The Plots Against Hitler

Title:                      The Plots Against Hitler

Author:                 Danny Orbach

Orbach, Danny (2016). The Plots Against Hitler. Boston: Houghton Mifflin Harcourt

LCCN:    2015043037

DD247.H5 O72 2016


  • “A new and definitive account of the anti-Nazi underground in Germany and its numerous plots to assassinate Adolf Hitler”– Provided by publisher.


  • Introduction — Opposition in flames — “That damned mare!” : the army top-brass scandal — The officer, the mayor and the spy — “In the darkest colors” : the decision of General Beck — The bird and its cage : first attempt at coup d’état — Without a network : the lone assassin — The point of no return : pogrom and war — The spirit of Zossen : when networks fail — Signs in the darkness : rebuilding the conspiracy — On the wings of thought : networks of imagination — Brokers on the frontline : the new strategy — War of extermination : the conspirators and the Holocaust — Flash and liqueur bottles : assassinations attempts in the East — Codename U-7 : rescue and abyss — Count von Stauffenberg : the charismatic turn — Thou shalt kill : the problem of tyrannicide — A wheel conspiracy : the Stauffenberg Era — The final showdown : July 20, 1944 — The shirt of Nessus — Motives in the twilight — Networks of resistance — Epilogue : knights in dirty armor : “heroes of the resistance and us”.

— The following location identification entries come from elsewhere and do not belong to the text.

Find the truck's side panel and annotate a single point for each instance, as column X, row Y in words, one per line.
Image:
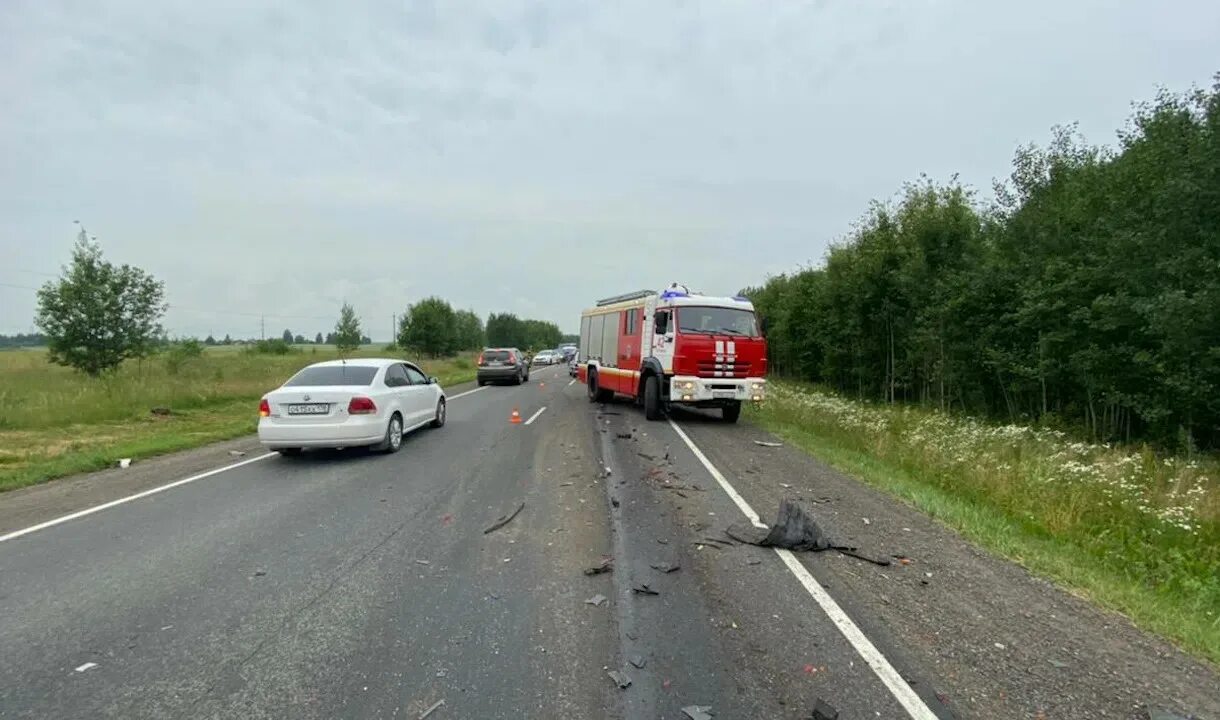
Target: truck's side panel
column 609, row 338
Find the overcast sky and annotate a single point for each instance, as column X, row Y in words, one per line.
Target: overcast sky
column 522, row 156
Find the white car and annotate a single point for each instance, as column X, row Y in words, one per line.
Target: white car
column 350, row 403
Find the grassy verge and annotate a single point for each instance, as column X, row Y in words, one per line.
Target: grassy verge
column 1130, row 530
column 56, row 422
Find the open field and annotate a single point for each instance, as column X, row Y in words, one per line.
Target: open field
column 1132, row 530
column 55, row 421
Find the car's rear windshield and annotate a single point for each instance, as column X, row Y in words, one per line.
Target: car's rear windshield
column 327, row 375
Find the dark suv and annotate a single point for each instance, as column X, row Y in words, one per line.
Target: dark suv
column 502, row 365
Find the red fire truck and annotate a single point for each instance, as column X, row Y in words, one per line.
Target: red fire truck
column 674, row 347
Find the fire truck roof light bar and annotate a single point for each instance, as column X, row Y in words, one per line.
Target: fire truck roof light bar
column 625, row 297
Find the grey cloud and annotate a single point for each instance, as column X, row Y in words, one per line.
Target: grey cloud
column 283, row 158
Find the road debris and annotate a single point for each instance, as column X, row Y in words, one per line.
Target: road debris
column 621, row 679
column 504, row 520
column 605, row 565
column 824, row 710
column 794, row 530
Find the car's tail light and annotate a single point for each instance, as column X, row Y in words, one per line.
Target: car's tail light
column 361, row 406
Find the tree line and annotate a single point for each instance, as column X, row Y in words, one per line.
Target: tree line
column 433, row 327
column 96, row 315
column 1085, row 295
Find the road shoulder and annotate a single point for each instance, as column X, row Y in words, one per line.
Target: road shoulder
column 1002, row 642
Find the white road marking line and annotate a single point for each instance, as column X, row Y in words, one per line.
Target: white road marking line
column 17, row 533
column 881, row 666
column 466, row 393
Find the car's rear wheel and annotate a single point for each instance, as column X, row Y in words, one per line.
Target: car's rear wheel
column 652, row 398
column 393, row 435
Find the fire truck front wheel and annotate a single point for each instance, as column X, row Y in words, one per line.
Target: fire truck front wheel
column 652, row 398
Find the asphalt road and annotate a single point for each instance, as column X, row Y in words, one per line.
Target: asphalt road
column 353, row 585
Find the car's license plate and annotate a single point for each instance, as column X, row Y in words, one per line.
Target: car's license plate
column 309, row 409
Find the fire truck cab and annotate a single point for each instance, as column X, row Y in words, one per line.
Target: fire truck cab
column 674, row 347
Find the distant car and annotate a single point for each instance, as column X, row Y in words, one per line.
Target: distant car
column 347, row 404
column 545, row 358
column 502, row 365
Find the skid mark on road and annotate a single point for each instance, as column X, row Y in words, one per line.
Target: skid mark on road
column 876, row 660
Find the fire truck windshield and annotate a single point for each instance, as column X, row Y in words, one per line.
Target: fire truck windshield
column 728, row 321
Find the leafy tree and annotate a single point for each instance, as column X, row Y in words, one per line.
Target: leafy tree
column 1085, row 295
column 469, row 331
column 505, row 331
column 428, row 326
column 98, row 314
column 347, row 332
column 22, row 341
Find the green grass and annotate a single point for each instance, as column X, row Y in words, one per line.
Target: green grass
column 56, row 422
column 1138, row 535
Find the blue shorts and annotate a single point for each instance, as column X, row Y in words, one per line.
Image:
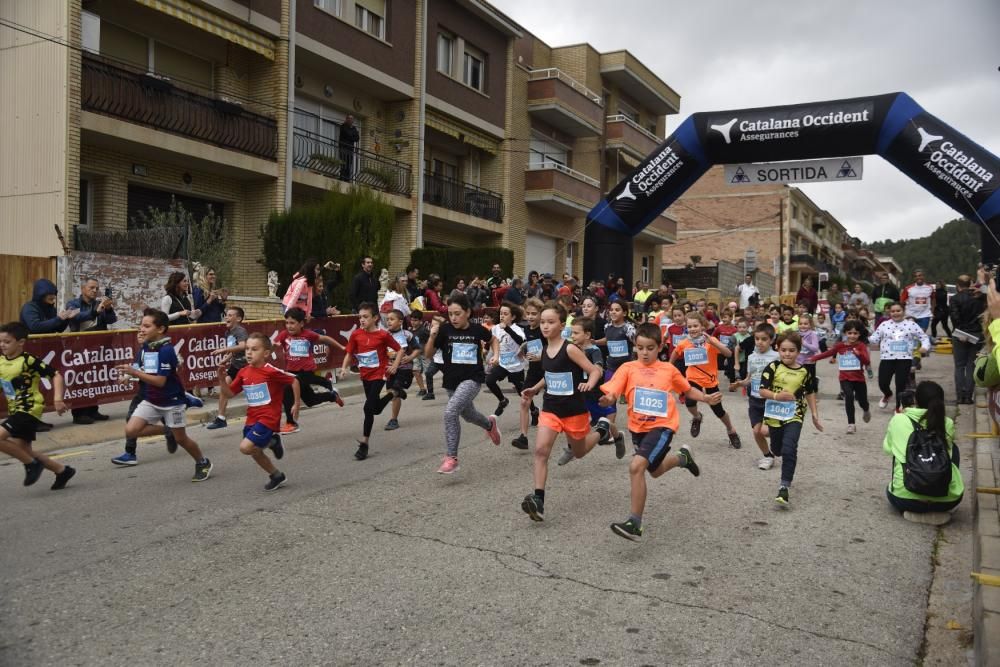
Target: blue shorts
column 258, row 434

Date Posted:      April 25, 2017

Reviewed in The Intelligencer[1]

Israeli historian Orbach analyzes the resistance movements that opposed the Nazis. Covers the famous Operation Valkyrie plot, and gives equal treatment to other serious attempts to resist the Nazis and assassinate Hitler. The extent of the resistance efforts of Admiral Canaris (head of German Military Intelligence), will surprise many readers. Too many historians have either idolized the resisters as heroes or condemned them as self-serving criminals. Orbach concludes that the resisters were imperfect but exceptional humans reacting to the moral repugnancy of criminal Nazis acts.

[1] The Intelligencer (22, 2, Fall 2016, p. 130 ).